Why is Mickey so special all of the sudden?
Because its copyright owner was one of the two biggest proponents of the Copyright Term Extension Act of 1998 (aka the "Bono Act"). Disney holds exclusive license to the four books by A.A. Milne on which the Winnie-the-Pooh franchise is founded, and the first of the four (When We Were Very Young) would have entered the public domain in the United States on January 1, 2000, had the Bono Act not been enacted. The initial Mickey Mouse trilogy (Plane Crazy, The Gallopin' Gaucho, and Steamboat Willie) would have entered the public domain in 2004.
The other was the Gershwin estate. Rhapsody in Blue would have entered the public domain in the United States on January 1, 1999, had the Bono Act not been enacted.
I'm tired of all this greed by authors. Yes, they need to support a career somehow, but if they are as opposed to the dissemination of their work as they appear to be, they shouldn't publish in the first place. The world will be better without their work being distributed. I take the view that the priority is to ensure dissemination of a work to all interested and then find a way to support the author, rather than a gimme-gimme-gimmeasmuchasyougot approach to maximising profits that our business-minded friends have foisted upon us. This type of thing was never the intent of copyright.
-- The Grand Teddy Bear has Spoken: "Windows 8 Source Code Available NOW! more disgusting than your pr..."
Start digitizing books published prior to 1963 whose copyright wasn't renewed?
For one thing, that set is also finite. For another, PGLAF would likely have to implement geolocation-based access control on these works and block them from view in non-rule of the shorter term countries in order to shield its assets in those countries.
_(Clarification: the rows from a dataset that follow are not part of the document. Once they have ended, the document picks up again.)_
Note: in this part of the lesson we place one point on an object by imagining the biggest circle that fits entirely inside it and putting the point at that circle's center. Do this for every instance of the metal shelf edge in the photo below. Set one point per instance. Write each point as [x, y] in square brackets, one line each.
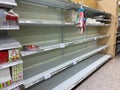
[31, 81]
[77, 78]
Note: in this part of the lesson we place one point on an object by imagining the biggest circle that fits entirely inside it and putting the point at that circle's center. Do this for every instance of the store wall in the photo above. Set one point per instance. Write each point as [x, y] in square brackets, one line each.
[110, 7]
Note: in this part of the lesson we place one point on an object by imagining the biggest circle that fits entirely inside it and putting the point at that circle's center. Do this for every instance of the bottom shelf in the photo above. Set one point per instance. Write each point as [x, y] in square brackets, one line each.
[69, 78]
[11, 87]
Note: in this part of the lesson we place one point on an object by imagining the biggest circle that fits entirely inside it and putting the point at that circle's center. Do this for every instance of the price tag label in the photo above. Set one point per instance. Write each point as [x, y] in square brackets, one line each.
[62, 45]
[47, 76]
[74, 62]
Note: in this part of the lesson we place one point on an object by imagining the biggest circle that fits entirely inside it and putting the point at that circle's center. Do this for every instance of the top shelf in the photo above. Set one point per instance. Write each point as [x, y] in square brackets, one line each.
[65, 4]
[8, 4]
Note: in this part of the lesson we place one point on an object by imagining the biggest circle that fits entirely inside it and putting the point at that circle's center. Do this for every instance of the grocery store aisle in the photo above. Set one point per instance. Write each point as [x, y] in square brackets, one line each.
[106, 78]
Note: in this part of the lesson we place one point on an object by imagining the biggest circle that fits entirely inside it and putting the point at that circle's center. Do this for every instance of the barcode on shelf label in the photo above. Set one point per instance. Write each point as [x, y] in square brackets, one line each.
[74, 62]
[47, 76]
[62, 45]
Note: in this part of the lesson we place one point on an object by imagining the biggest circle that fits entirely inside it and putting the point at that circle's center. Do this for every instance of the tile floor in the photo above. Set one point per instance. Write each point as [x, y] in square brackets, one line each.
[106, 78]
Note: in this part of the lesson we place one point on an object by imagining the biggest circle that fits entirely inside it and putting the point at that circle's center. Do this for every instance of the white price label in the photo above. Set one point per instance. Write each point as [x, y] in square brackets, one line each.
[47, 49]
[74, 62]
[47, 76]
[95, 38]
[62, 45]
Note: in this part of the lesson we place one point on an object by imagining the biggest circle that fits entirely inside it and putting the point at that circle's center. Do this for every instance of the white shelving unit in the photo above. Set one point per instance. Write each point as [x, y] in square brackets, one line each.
[72, 65]
[47, 48]
[69, 78]
[7, 43]
[8, 4]
[58, 23]
[13, 85]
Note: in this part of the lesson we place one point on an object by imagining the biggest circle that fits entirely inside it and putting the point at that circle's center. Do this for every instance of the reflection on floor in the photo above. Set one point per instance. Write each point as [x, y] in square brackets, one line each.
[106, 78]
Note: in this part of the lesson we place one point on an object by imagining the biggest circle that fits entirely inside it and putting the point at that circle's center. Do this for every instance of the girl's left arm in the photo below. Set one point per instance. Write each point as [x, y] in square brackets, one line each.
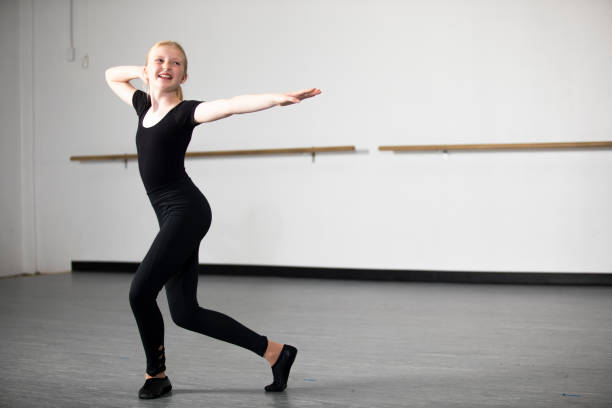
[222, 108]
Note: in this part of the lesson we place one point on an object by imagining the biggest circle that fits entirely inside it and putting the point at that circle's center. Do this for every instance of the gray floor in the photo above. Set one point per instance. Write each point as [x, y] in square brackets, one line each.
[70, 340]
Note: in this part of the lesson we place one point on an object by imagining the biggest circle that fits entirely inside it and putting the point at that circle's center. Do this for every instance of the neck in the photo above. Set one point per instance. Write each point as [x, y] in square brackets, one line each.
[163, 100]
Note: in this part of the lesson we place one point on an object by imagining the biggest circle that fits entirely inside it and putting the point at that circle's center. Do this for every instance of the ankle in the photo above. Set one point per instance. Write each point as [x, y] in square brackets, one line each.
[273, 352]
[160, 375]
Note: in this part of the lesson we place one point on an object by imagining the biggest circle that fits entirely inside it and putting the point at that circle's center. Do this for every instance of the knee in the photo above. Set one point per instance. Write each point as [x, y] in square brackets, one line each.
[182, 316]
[139, 297]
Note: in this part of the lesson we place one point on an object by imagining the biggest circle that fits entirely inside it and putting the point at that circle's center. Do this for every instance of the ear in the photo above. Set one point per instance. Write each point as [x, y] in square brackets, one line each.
[145, 75]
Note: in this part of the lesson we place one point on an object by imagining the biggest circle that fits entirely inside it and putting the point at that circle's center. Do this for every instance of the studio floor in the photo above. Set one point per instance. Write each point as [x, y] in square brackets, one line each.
[70, 340]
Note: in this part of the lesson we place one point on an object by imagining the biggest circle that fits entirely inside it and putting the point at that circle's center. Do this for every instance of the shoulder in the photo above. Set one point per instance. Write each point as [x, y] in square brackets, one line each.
[187, 109]
[140, 101]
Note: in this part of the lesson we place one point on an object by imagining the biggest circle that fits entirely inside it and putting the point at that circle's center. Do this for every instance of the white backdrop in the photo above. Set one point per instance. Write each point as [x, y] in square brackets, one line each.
[392, 72]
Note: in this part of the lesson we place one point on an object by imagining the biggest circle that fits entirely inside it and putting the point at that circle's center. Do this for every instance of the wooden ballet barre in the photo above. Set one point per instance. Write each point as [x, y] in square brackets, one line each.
[503, 146]
[297, 150]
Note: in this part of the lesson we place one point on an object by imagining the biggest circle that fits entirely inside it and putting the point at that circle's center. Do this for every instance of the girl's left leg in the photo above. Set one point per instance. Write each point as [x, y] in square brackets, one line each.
[181, 291]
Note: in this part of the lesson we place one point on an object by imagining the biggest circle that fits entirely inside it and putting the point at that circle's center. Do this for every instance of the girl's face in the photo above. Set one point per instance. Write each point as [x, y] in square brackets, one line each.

Or start work on the books from 1923, which they will legally be able to publish in 7 years' time
For one thing, copyright owners might still be able to claim infringement even for intermediate copies. For another, you appear to forget the rumored Copyright Term Extension Act of 2018, for which The Walt Disney Company and the Estate of George Gershwin will surely push this decade.
I don't think you understand the library exemptions to copyright and the reasons for and the benefits to society
A lot of state and national governments are a bit short of income these days.
If intellectual property is property, why not tax it? If the copyright holders don't want to pay for each property every year they can relinquish the property to the public domain.
Or have it seized for non-payment.
It won't happen in the US or EU, where law is bought and paid for, but there might be hope for some upstanding place like Antigua, Russia, or the People's Republic of China. And become the fatherland of son-of-project-gutenberg,
--
In cyberspace, the earth is only one second wide.
Then perhaps I wasn't clear: Even if they don't have enough signatures for a class action, they might still have enough signatures from individual affected authors to make a sizable dent in the universities' foundations if only those authors sue.